Serves 4 as an appetizer
Prep time: 15 minutes | Marinate time: 30–60 minutes
What You’ll Need:
- 1.5 lbs (680g) very fresh firm white fish (snapper, mahi-mahi, or grouper), cut into ½-inch cubes
- ¾ cup fresh lime juice (about 6–8 limes)
- 1 cup full-fat coconut milk or coconut cream
- 1 cup fresh pineapple, diced small (reserve some juice)
- 1 small red onion, finely diced
- 2 tomatoes, seeded and diced
- 1–2 red chilies, finely sliced (optional)
- 1 tablespoon fresh ginger, grated
- 1 stalk lemongrass, bruised and finely minced (or 1 tsp lemongrass paste)
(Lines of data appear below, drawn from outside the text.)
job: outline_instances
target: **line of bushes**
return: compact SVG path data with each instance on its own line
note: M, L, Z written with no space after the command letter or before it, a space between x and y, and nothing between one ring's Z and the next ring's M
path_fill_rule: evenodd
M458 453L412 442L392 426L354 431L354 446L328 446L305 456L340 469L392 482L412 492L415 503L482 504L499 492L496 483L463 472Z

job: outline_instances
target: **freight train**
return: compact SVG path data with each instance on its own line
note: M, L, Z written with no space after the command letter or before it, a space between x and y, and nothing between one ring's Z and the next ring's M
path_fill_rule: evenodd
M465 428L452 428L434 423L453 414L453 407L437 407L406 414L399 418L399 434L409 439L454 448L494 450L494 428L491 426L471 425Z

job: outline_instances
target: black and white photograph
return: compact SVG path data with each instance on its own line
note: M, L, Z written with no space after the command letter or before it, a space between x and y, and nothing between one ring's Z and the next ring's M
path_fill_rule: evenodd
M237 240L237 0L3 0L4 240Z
- ½ cup fresh cilantro or Thai basil, chopped
- Salt to taste
- Garnish: extra pineapple chunks, lime wedges, toasted coconut flakes
How We Prepare It at the Bar:
- Marinate the fish: In a large glass or ceramic bowl, combine fish cubes with lime juice and a pinch of salt. Cover and refrigerate for 20–30 minutes until the fish turns opaque (it should look “cooked”).
- Make the dressing: In another bowl, whisk together coconut milk, pineapple juice, grated ginger, and lemongrass.
- Combine: Drain most of the lime juice from the fish (leave a little for brightness). Add the coconut dressing, pineapple chunks, red onion, tomatoes, chili, and most of the herbs. Gently mix. Taste and adjust seasoning — more lime for tang or a pinch of sugar if needed.
- Chill and serve: Refrigerate another 10–30 minutes. Serve cold in coconut shells or bowls, garnished with extra herbs, pineapple, and toasted coconut.
Island Tips from the Koromā Kitchen:
- Use the freshest fish possible — ask the morning’s catch at the harbor.
- For a richer version, stir in a little mashed avocado.
- Leftovers keep well for one day but are best eaten fresh.
- Pair with cold Boralani lager or young coconut water.
Simple, vibrant, and pure Boralani sunshine in a bowl.